Or, You Don’t Need to Delete Your Facebook Account Just Yet

Relax. Use social media for good.

While waging war on paper in my home office, I found the outline of a luncheon speech I gave to a local paralegal group earlier this year. So that I can throw away the paper, I’m memorializing the outline of my little speech here. Keep in mind I was actually eating lunch while talking, no mean or graceful feat.

What IS social media? [Rhetorical question, blog readers. If you’re reading this, you probably know what it is.]

Anyone here using Facebook? LinkedIn? Twitter? Blogs? [A surprising number, at least to me, of legal professionals still say no.]

I know social media has a bad rep. A recent CLE presentation I heard by a digital forensics expert likely frightened most of the attendees into deleting their Facebook accounts as soon as they got home.

My position is that if you’re using it for evil, or to lie, cheat, bully, share your naughty parts or thoughts, or do anything you wouldn’t be comfortable doing in this room, plus add your mom and your boss, then you shouldn’t use it.

But social media can be an extraordinary networking and educational tool for smart users.

First and foremost, find out what your current employer’s social media policies are, if any. Even if your employer has a generous or no social media policy, don’t use your work computer for personal purposes, including social media, because your work computer isn’t really yours.

Also, you can take this next fact to the bank. Nothing on the Internet is private.

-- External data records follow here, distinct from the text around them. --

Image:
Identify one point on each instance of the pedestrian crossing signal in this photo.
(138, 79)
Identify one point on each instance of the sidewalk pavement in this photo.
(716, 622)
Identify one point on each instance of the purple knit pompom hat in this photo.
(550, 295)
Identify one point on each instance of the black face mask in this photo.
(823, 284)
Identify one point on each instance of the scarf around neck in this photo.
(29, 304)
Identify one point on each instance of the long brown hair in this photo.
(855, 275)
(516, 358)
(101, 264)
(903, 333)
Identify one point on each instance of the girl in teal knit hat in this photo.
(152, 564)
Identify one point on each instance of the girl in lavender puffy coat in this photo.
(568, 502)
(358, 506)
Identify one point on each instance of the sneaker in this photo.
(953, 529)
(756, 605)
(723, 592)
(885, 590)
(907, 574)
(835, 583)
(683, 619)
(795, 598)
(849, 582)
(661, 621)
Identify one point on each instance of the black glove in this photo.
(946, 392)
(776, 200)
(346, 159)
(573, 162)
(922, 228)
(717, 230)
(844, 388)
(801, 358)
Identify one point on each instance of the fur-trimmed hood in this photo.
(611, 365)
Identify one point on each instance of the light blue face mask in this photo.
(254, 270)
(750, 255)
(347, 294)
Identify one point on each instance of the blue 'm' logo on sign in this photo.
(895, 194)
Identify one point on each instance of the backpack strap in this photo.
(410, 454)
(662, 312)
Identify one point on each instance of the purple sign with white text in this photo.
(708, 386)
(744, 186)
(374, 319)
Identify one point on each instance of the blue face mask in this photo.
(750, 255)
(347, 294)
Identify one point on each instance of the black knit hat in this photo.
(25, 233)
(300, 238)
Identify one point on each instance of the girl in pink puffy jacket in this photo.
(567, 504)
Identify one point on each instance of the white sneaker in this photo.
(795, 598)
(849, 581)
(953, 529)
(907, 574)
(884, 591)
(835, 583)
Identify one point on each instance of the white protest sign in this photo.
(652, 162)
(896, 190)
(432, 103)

If you don’t use anything else, and your current employer’s social media policy permits, set up a LinkedIn profile, http://www.linkedin.com/. Paralegals are integral parts of their firms, and can help market their employers. As much as we interact in the community, sometimes the most important part – what we do and where we work – gets omitted.

LinkedIn offers the opportunity to maintain professional connections, preserve a giant and constantly updated Rolodex (look it up if you’re too young to know what that is) of contacts, and also keep up with the latest legal news and ask questions in  LinkedIn Groups especially for legal professionals.

I think of social media as free CLE. I’d have to spend thousands of dollars in registration fees and travel expenses to get this kind of information at seminars.

Professional blogs feature practice and news in your specialty areas, and are a great way to keep up with the latest developments in your field. Don’t know where to start looking for legal blogs? The ABA Journal lists blogs by topic and author type at http://www.abajournal.com/blawgs. Often, your favorite bloggers will publish a blogroll and/or share links that will lead you to other blogs you’ll like.

Using an RSS feed reader is the best way to absorb online content quickly, and to make sure you don’t miss anything. Google Reader is free. Start by subscribing to a few specialty area and paralegal blogs to get the feel of it.

Twitter is hard for many legal professionals to embrace, but it can be a great learning tool even if you don’t want to tweet yourself. You can follow legal experts across the country who share great information via very brief status updates every day.

Social media is a good thing – when used for good.